If we see in the bigger timeframe and using Elliot Wave analysis, the next bullish move is only a rebound movement from its bigger bearish structure. Wave 2 has finished with Fibonacci 38.2 level, and we analyze that wave 4 will finish at Fibonacci golden area and continue its bearish to next target at $15,000.
Bitcoin on-Chain Analysis :
Number of New BTC Addresses Reaches New All-Time High
Number of BTC Addresses
The total number of non-zero BTC addresses has been moving upwards since March 2018. This followed a sharp sell-off after the then all time high in December 2017. The rate of increase accelerated greatly after December 2018, when the current bull run began.
Initially, the number of new addresses dipped slightly in April 2021 when BTC reached a local top. However, the upward movement continued afterward in Oct 2021. After another small dip this May, the number of new addresses reached a new all-time high of 42,171,167 on July 7. So, despite the market correction, the interest at BTC is still at an all-time high.
Firstly, the number of addresses with more than one BTC (red) has increased significantly and is at a new all-time high.
However, addresses with more than 10 (blue) and 100 (orange) has decreased since the beginning of 2021. While both have started to increase since March, they are nowhere close to their all-time highs.
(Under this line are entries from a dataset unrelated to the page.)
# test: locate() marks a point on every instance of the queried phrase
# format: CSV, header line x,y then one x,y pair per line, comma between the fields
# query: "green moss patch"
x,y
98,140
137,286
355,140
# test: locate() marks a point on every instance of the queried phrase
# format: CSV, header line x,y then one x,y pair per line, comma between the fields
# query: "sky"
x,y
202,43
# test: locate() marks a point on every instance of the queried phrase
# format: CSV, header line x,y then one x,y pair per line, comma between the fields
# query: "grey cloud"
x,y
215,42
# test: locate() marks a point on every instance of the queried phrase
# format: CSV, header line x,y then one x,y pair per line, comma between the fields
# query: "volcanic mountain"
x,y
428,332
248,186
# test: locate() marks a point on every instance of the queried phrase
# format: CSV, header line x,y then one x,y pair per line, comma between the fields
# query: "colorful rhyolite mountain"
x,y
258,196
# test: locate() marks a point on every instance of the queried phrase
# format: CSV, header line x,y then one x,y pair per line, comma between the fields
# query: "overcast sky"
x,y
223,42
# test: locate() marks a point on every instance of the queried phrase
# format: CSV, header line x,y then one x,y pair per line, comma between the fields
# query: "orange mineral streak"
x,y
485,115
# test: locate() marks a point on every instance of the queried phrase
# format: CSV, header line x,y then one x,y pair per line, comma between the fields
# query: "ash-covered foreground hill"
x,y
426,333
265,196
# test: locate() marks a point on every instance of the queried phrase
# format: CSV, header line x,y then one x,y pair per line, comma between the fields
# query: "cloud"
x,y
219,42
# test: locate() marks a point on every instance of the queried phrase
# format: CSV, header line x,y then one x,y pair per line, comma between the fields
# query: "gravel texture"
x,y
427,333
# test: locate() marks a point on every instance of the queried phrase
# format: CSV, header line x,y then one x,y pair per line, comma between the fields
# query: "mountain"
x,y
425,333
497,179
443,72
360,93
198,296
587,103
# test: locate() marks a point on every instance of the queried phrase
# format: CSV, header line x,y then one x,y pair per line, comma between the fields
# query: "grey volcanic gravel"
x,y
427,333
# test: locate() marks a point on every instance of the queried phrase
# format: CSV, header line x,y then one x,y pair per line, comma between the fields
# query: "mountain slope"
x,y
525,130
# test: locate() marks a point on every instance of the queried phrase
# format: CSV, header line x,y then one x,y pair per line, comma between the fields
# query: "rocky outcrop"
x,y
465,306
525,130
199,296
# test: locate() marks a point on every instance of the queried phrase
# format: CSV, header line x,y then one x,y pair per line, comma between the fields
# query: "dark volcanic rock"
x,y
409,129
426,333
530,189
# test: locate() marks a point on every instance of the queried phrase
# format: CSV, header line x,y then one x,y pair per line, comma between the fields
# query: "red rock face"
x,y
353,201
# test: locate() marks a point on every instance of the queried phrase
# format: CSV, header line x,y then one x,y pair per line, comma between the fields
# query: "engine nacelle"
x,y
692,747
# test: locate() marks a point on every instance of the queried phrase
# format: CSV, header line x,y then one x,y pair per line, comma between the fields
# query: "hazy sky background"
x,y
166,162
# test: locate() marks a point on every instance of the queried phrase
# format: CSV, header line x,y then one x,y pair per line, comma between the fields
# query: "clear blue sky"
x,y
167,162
So, the data for medium sized addresses shows that while they are increasing since the beginning of the correction, the trend has been mostly downwards since the beginning of 2021.
The readings for large addresses are interesting. While accounts with more than 1,000 (purple) and 10,000 BTC (yellow) fell in the beginning of 2021, they have begun to increase sharply since March (red circle). Therefore, while large addresses started to distribute their holdings in the beginning of 2021, they have begun to stack at a significant rate since the correction began.